It's as if the environment itself wants to do away with the couple. In a way that few other films of its kind succeed in doing, The Long Weekend gives the viewer the sense that the ecosystem and all the animals it supports are attempting to strike back against humans.

This is reflected in the atmospheric soundtrack. A long, slow death rattle punctuates parts of the film, almost as if nature itself were crying out in agony and outrage. The Long Weekend is not only one of the best eco-horror films of any age, it's also a grim warning from the end of a decade where the environment, albeit briefly, seemed to take center stage in the cultural and political world.

By the 1980s, eco-horror films were on the wane. Dystopian productions such as the Mad Max series - also classics of Australian cinema, like The Long Weekend - figured strongly in a cinematic decade more concerned with nuclear annihilation and urban collapse than ecological crises. Films such as Escape From New YorkBlade Runner,The Running ManThe Quiet Earth and Night of the Comet cashed in on the new trend. In more recent years, The Day After Tomorrow and The Road have been among a spate of films with an even grimmer outlook than the '70s eco-horror genre.

The idea of animals taking revenge against man now seems quaint. Indeed, we are currently going through what scientists call the Sixth extinction or the Holocene extinction. Approximately 20 percent of all species on Earth face extinction - a number that could increase to 50 percent by the end of the century. It wouldn't make much sense to produce a film like Frogs today as amphibian populations have been in decline for the past 20 years, according to Science magazine. A third of amphibian species are currently at risk of extinction with chemical pollution being a large contributor to their plight. Perhaps the Jason Crocketts of the world won in the end?
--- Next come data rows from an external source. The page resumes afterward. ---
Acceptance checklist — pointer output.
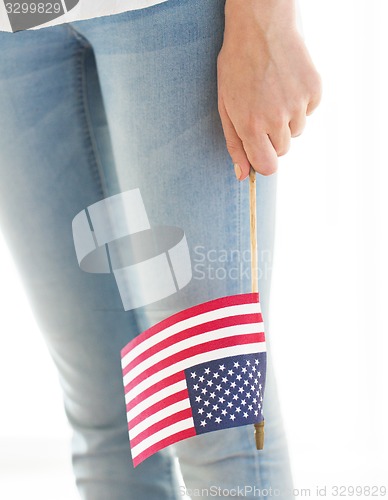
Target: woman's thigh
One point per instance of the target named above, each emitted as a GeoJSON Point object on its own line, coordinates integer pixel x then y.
{"type": "Point", "coordinates": [54, 151]}
{"type": "Point", "coordinates": [157, 69]}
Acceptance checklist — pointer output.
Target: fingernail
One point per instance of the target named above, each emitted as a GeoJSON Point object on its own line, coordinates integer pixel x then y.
{"type": "Point", "coordinates": [237, 171]}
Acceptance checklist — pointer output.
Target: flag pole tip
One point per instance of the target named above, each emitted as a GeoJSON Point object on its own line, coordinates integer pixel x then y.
{"type": "Point", "coordinates": [259, 435]}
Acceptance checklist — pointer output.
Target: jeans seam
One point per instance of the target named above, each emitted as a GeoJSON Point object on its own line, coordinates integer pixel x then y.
{"type": "Point", "coordinates": [94, 160]}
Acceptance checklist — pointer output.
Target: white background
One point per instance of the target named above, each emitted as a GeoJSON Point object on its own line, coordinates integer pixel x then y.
{"type": "Point", "coordinates": [328, 311]}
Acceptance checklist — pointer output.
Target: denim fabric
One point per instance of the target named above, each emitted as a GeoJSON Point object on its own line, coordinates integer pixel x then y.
{"type": "Point", "coordinates": [92, 109]}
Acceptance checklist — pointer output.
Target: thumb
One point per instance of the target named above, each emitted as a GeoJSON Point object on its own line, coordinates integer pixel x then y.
{"type": "Point", "coordinates": [234, 144]}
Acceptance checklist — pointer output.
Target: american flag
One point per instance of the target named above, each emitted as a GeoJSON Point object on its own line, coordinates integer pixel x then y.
{"type": "Point", "coordinates": [200, 370]}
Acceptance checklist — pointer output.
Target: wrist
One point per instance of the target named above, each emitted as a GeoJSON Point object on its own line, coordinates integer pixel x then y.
{"type": "Point", "coordinates": [270, 18]}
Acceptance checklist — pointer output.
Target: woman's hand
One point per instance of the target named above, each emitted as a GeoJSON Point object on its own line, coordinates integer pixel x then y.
{"type": "Point", "coordinates": [267, 83]}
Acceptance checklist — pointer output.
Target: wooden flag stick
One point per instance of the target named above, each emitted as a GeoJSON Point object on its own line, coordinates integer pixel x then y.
{"type": "Point", "coordinates": [259, 428]}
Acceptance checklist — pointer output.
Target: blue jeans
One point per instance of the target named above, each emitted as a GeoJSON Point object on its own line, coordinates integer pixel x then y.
{"type": "Point", "coordinates": [95, 108]}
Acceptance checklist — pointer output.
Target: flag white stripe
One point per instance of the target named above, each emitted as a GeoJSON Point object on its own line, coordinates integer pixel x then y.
{"type": "Point", "coordinates": [220, 333]}
{"type": "Point", "coordinates": [154, 398]}
{"type": "Point", "coordinates": [159, 416]}
{"type": "Point", "coordinates": [224, 312]}
{"type": "Point", "coordinates": [162, 434]}
{"type": "Point", "coordinates": [204, 357]}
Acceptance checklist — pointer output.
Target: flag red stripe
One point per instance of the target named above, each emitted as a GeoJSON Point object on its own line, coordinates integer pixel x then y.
{"type": "Point", "coordinates": [173, 398]}
{"type": "Point", "coordinates": [170, 380]}
{"type": "Point", "coordinates": [216, 324]}
{"type": "Point", "coordinates": [170, 420]}
{"type": "Point", "coordinates": [194, 350]}
{"type": "Point", "coordinates": [233, 300]}
{"type": "Point", "coordinates": [174, 438]}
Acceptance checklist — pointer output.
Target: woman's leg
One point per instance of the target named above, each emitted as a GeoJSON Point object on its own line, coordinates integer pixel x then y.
{"type": "Point", "coordinates": [54, 154]}
{"type": "Point", "coordinates": [157, 69]}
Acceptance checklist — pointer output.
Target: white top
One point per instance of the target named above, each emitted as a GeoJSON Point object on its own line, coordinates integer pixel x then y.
{"type": "Point", "coordinates": [13, 18]}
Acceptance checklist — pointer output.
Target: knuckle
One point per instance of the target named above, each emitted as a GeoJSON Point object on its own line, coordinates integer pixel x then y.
{"type": "Point", "coordinates": [232, 146]}
{"type": "Point", "coordinates": [281, 151]}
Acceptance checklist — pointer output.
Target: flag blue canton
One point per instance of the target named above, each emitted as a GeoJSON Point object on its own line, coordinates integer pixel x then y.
{"type": "Point", "coordinates": [227, 392]}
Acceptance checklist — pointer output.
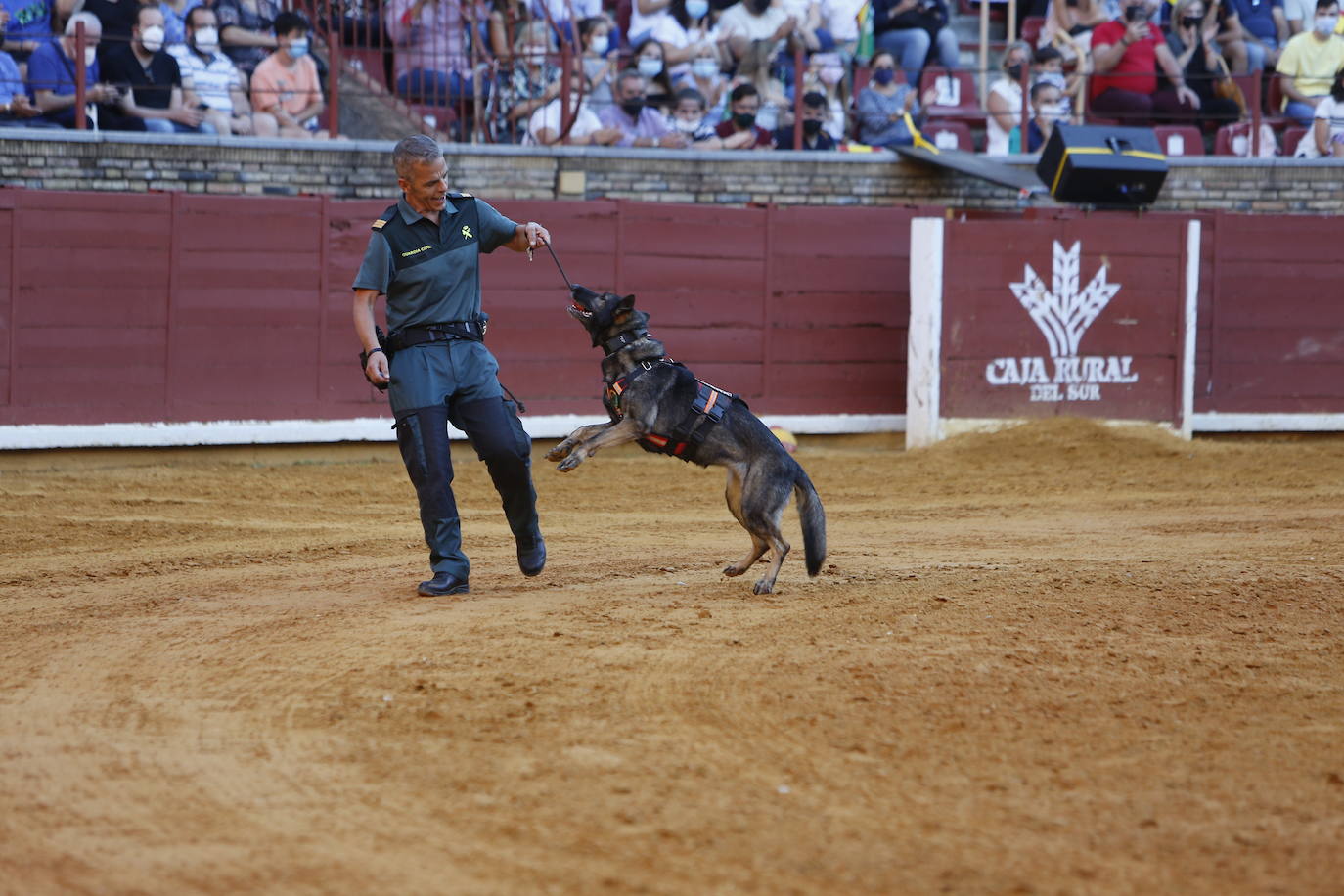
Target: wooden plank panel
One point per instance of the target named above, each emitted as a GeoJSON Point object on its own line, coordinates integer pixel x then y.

The eco-horror films of the future might feature poisonous jellyfish, sea snakes and other creatures that could expand their natural ranges as ecosystems change due to global warming. Or perhaps now we've come to realize that man is the most dangerous and terrifying animal of all. Rising seas, desertification, chemical pollution, scorching temperatures and other disasters (e.g. California wildfires) - all linked to manmade climate change - now seem to be nature's way of dealing with us. And that's a reality more horrifying than any screenplay.